Tuesday, 27 April 2021

Joint Oireachtas Committee on Climate Action

Increasing Wind Power on the National Grid: Discussion

Mr. Mark Foley:

I thank the Chairman for his acknowledgement of Shaping our Electricity Future because it is probably the most ambitious consultation programme ever undertaken by a State company. I will ask Ms Collins to speak to that shortly but, first, I will deal comprehensively with the North-South interconnector project. It has attracted a great deal of controversy and I have been involved in engagements on it as recently as last week.

First, all four approaches in Shaping our Electricity Future assume that the North-South interconnector will be built. I will frame my answer about this project in three questions. First, why is this project needed? Ours is an all-island integrated system, not two systems. Long before me, people worked very hard to create the exemplar of North-South co-operation, the integrated single electricity market. We look at the system as an integrated, all-island system. Second, the current link between Northern Ireland and Ireland is very basic and might best be described in lay language as a modest, single-lane carriageway, to use the analogy of a road network. It is a line that runs up through County Louth and into County Down. This very constrained link threatens security of supply, makes the overall system much more expensive and inhibits greater integration of renewables across the island. Frankly, we are currently moving inexorably towards a two-tier electricity system on the island if we do not address the constraints that are currently in play. To use the roads analogy, in essence, we need a motorway to link Ireland and Northern Ireland. This motorway would function like the spine of a body, transmitting very large volumes of electricity traffic between the North and the South and, essentially, enable the island to be truly one and fully integrated as a power system.

The second question is: why is it proposed to be overground? Alternating current, AC, using overhead lines has been around since electricity was invented 100 years ago. It is safe and reliable. It is the universal network approach in every developed country across the world. Unfortunately, AC lines are very restricted in terms of the extent to which they can be deployed safely and reliably underground. That limit is currently at approximately 50 km and only when there is real strength in the system at both ends. This is an undisputed technical fact. It is a function of physics. The 50 km is at the absolute upper boundary of what can be achieved. The North-South interconnector cannot be delivered using an underground AC cable today. It is close to 140 km long and the enabling infrastructure at both ends is very weak. It is unlikely that such a length of underground AC cable will be possible for decades to come, if ever.

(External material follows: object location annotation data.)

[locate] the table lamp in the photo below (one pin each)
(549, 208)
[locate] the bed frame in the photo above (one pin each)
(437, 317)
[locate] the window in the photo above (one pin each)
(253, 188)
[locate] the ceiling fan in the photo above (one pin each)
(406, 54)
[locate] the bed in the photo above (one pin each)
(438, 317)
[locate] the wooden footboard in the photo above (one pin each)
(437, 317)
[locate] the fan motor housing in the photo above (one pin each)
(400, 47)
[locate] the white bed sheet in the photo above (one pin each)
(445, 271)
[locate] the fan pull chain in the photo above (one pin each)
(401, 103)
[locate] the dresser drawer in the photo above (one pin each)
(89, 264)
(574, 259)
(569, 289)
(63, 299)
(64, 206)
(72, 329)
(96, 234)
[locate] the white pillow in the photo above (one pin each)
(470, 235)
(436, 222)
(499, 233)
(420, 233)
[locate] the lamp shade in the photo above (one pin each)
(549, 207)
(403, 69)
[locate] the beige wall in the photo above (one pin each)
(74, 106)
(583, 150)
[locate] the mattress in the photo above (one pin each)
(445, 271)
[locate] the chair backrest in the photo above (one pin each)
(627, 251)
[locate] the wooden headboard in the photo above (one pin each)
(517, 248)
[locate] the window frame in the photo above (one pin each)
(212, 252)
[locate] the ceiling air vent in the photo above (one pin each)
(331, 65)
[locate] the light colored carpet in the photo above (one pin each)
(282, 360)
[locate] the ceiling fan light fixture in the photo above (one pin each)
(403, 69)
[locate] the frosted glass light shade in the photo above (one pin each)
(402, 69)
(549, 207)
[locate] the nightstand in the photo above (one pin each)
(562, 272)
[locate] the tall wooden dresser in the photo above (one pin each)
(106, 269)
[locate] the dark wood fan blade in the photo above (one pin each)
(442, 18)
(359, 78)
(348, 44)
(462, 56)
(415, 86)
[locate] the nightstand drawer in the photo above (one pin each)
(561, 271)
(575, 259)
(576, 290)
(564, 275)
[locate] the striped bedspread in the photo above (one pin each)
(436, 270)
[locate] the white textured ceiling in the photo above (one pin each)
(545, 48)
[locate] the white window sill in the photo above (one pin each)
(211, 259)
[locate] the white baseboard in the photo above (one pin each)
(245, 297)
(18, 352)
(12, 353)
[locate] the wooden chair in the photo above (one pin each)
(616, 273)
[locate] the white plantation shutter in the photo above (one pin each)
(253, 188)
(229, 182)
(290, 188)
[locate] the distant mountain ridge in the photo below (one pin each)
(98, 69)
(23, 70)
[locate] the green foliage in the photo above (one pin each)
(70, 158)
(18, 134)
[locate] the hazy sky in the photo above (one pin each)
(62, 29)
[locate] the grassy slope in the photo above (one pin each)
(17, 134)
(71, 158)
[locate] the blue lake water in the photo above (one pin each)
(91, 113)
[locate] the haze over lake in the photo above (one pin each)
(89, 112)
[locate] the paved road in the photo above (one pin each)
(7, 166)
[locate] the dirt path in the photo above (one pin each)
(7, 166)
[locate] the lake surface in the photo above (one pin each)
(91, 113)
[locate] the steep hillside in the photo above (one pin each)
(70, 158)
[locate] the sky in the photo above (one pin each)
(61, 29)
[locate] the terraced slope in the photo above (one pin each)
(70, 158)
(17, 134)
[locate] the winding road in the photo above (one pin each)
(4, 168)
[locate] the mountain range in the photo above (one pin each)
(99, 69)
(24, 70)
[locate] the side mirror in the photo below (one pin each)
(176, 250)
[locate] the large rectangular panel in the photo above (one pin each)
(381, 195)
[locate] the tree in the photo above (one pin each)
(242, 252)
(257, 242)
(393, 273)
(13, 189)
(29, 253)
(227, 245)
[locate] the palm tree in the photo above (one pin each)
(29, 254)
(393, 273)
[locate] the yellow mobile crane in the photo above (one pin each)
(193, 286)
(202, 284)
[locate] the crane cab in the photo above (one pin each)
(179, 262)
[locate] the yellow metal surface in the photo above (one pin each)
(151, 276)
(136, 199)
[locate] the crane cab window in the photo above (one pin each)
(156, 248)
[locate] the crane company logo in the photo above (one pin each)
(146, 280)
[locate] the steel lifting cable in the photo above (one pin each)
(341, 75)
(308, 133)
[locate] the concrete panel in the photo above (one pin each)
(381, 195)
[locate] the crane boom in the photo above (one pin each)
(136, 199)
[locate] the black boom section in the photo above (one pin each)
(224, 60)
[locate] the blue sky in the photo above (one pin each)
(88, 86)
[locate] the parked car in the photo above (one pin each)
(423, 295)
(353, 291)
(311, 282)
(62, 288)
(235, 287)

That brings me to the third question: what about using high voltage direct current, HVDC, underground? This question is continuously asked of me and my colleagues in respect of a possible alternative to the North-South interconnector. HVDC involves converting the AC form of electricity into high voltage direct current, transferring it as direct current and converting it back again at the other end.

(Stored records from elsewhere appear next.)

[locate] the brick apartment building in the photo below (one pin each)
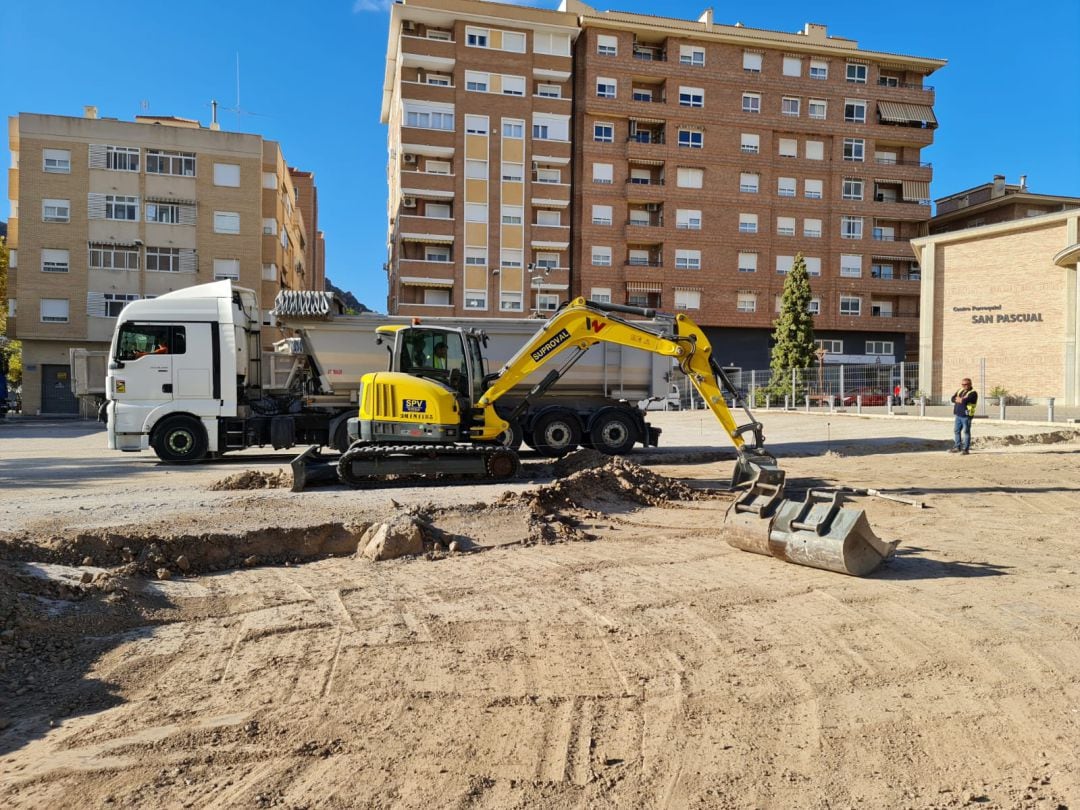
(537, 154)
(105, 212)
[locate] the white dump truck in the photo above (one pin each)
(188, 378)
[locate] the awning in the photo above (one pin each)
(906, 113)
(435, 239)
(916, 190)
(419, 281)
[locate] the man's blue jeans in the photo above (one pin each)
(962, 427)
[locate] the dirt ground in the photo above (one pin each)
(589, 640)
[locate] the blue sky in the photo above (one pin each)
(311, 78)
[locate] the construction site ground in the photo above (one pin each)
(569, 639)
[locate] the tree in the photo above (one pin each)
(793, 336)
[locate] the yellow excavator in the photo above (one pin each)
(437, 416)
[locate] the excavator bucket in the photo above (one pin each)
(818, 532)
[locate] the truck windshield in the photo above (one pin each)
(137, 340)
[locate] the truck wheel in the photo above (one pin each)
(556, 433)
(612, 433)
(179, 439)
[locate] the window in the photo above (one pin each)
(510, 301)
(227, 269)
(104, 256)
(604, 133)
(691, 55)
(688, 259)
(54, 310)
(436, 253)
(513, 85)
(852, 188)
(851, 266)
(121, 158)
(476, 82)
(854, 110)
(689, 177)
(163, 259)
(851, 305)
(603, 173)
(691, 97)
(162, 161)
(556, 44)
(688, 219)
(513, 172)
(227, 174)
(856, 73)
(476, 124)
(54, 260)
(55, 211)
(851, 227)
(57, 161)
(476, 37)
(690, 138)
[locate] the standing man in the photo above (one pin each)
(963, 409)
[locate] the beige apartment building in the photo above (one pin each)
(105, 212)
(690, 160)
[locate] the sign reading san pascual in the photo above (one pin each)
(994, 314)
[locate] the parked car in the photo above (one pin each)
(871, 396)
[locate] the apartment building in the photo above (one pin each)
(995, 202)
(105, 212)
(702, 159)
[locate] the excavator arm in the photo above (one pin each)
(581, 324)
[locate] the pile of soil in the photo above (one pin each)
(254, 480)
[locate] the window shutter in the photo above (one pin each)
(189, 260)
(95, 204)
(97, 156)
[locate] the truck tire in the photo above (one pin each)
(556, 433)
(179, 440)
(612, 433)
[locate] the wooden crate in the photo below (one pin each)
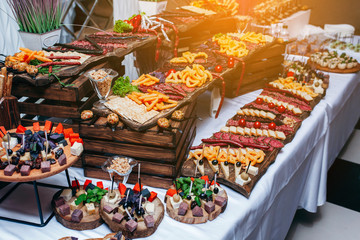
(160, 153)
(260, 69)
(57, 101)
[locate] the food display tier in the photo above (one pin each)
(261, 67)
(57, 101)
(296, 180)
(160, 152)
(36, 174)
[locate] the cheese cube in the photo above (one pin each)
(73, 206)
(76, 149)
(240, 130)
(253, 131)
(253, 170)
(150, 207)
(90, 208)
(272, 134)
(258, 132)
(241, 181)
(66, 194)
(232, 129)
(224, 129)
(280, 135)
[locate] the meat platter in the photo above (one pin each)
(75, 214)
(135, 212)
(242, 150)
(26, 161)
(195, 200)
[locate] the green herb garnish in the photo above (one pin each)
(122, 86)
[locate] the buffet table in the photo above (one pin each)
(297, 179)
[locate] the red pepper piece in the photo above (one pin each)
(152, 197)
(20, 129)
(3, 131)
(67, 132)
(206, 178)
(48, 126)
(100, 184)
(74, 185)
(122, 189)
(87, 183)
(36, 126)
(73, 140)
(171, 192)
(137, 187)
(59, 129)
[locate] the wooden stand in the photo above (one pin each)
(9, 112)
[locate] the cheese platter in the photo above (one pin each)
(23, 153)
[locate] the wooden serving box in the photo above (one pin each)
(260, 68)
(161, 153)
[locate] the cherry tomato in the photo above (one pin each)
(170, 71)
(242, 122)
(259, 101)
(231, 64)
(272, 126)
(257, 125)
(218, 68)
(281, 108)
(271, 105)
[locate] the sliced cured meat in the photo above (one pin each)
(226, 136)
(235, 137)
(276, 144)
(218, 135)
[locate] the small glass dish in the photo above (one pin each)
(101, 80)
(106, 167)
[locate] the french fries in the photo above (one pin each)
(153, 100)
(191, 77)
(146, 80)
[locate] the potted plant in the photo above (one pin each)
(39, 21)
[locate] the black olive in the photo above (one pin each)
(10, 152)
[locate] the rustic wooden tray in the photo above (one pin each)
(36, 174)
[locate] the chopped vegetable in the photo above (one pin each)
(121, 26)
(122, 86)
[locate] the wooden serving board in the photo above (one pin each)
(141, 230)
(165, 113)
(87, 223)
(188, 170)
(189, 218)
(36, 174)
(336, 70)
(69, 71)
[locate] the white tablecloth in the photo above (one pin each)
(296, 180)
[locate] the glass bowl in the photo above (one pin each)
(106, 167)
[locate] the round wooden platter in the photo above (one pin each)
(189, 218)
(36, 174)
(141, 230)
(88, 222)
(337, 70)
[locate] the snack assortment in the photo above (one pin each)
(195, 200)
(242, 150)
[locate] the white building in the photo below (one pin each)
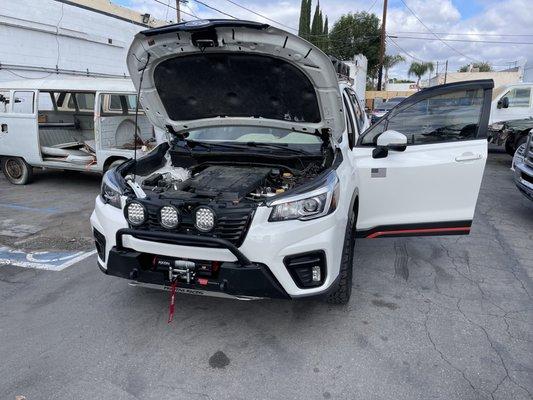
(39, 38)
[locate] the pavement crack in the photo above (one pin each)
(496, 350)
(441, 354)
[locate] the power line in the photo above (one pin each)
(404, 51)
(174, 8)
(215, 9)
(434, 34)
(461, 40)
(261, 15)
(465, 33)
(372, 6)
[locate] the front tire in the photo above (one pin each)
(343, 290)
(17, 171)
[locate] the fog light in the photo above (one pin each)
(205, 219)
(316, 274)
(169, 217)
(135, 213)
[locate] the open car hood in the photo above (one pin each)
(230, 72)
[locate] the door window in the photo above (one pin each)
(23, 102)
(45, 101)
(4, 101)
(519, 97)
(446, 118)
(85, 101)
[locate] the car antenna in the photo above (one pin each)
(137, 116)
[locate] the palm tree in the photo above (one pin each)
(419, 70)
(389, 62)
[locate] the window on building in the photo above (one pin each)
(23, 102)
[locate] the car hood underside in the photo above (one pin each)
(227, 72)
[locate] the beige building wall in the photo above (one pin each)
(123, 12)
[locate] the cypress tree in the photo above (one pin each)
(325, 43)
(302, 25)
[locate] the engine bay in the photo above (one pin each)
(226, 183)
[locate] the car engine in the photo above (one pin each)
(224, 183)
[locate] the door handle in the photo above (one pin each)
(468, 157)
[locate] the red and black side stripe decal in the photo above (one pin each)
(425, 229)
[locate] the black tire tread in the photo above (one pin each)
(341, 294)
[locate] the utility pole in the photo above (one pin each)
(178, 14)
(382, 46)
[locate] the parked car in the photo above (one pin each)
(384, 108)
(80, 124)
(523, 167)
(510, 134)
(512, 102)
(270, 174)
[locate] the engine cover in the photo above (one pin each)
(228, 183)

This technology is available in many parts of the world. In fact, it is used by EirGrid on our east-west interconnector with the UK, it is used extensively on offshore wind farms, and it will be used in EirGrid's proposed Celtic interconnector with France, which is to be commissioned around 2026. This is established technology. The big "but" is that it is not used anywhere in the world in what I would call the central nervous system of a synchronous power system. It is always used on the periphery, where the consequences of failure can be managed. It does fail because of its complexity. It will fail and, therefore, it cannot be relied on in the mission critical environment of our all-island power system. To be clear - when I speak about failure and the consequences of same, such a failure is inevitable. We would see a system collapse in both jurisdictions worse than what happened in Texas recently.

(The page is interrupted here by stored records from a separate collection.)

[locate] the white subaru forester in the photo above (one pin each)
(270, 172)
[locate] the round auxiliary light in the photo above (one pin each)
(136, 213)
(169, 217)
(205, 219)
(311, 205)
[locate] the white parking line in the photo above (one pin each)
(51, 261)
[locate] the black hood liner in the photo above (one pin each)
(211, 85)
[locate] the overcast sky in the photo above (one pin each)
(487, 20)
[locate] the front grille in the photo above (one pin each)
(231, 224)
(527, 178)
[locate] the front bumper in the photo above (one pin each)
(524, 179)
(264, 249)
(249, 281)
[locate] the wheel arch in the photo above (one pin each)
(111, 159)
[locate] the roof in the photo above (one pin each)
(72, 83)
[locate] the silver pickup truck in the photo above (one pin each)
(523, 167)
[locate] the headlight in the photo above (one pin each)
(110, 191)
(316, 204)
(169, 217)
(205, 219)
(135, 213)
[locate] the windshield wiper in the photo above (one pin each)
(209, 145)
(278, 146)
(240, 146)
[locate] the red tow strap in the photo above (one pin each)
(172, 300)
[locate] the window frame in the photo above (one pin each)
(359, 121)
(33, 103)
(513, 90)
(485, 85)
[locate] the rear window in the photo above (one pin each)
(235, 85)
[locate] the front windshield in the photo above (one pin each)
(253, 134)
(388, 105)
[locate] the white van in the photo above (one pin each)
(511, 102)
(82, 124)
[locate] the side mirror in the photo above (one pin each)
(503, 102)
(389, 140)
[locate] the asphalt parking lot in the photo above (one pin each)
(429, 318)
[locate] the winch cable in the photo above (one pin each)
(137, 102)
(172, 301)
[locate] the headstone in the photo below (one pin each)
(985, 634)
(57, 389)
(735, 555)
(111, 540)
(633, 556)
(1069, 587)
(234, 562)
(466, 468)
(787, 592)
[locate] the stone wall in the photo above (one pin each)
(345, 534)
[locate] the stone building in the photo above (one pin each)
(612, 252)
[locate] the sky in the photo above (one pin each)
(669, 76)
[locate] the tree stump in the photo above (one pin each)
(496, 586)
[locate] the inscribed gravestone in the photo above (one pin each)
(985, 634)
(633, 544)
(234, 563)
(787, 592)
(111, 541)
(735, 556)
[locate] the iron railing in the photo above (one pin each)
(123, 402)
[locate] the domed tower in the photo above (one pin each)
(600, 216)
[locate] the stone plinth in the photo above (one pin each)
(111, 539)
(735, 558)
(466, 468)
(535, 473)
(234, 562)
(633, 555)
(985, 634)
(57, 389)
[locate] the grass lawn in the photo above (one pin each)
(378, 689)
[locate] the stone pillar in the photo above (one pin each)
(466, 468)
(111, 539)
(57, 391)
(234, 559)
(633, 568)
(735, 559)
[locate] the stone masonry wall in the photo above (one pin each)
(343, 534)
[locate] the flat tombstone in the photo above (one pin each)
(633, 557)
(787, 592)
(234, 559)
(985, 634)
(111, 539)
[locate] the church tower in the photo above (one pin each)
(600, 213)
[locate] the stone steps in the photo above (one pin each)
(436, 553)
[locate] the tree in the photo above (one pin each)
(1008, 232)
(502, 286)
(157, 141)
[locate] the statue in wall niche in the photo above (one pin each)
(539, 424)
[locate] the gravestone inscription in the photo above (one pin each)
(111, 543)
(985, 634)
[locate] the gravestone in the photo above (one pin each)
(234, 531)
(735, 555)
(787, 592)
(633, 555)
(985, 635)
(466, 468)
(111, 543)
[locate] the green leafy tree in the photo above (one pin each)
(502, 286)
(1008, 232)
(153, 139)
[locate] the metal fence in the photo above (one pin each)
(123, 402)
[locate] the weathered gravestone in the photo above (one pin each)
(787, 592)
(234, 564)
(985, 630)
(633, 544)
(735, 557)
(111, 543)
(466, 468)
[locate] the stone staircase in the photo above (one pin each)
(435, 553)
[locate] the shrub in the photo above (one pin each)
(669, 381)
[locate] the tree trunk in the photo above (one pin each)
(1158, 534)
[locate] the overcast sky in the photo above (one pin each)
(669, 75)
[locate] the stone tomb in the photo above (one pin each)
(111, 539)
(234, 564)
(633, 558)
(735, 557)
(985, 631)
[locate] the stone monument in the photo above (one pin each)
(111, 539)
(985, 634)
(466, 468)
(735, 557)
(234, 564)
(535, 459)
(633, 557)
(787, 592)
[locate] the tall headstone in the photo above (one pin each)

Speaking as someone with no history with this project - I only took up my office with EirGrid in June 2018 - but who has personally investigated the options, the project is only viable as an overhead AC cable. There is no viable alternative. The consequence of not delivering it is that we will effectively end up with two systems across the island with a limited link on the current line. That will drive cost increases in both jurisdictions, send us backwards in terms of the vision that those who came before us had of an all-island integrated system, and make the job of achieving 70% renewables more difficult because we will almost be doing it as two separate projects in two separate jurisdictions. These are the honest facts about the North-South interconnector. There is a great deal of noise about the project and many people are suggesting that A, B and C are possible, but these are the facts.

I thank the Chairman for indulging me. It was a long answer, but it had to be that full. I will pass over to Ms Collins to address the second part of the question on how Shaping our Electricity Future is going, what have we done and what is to come.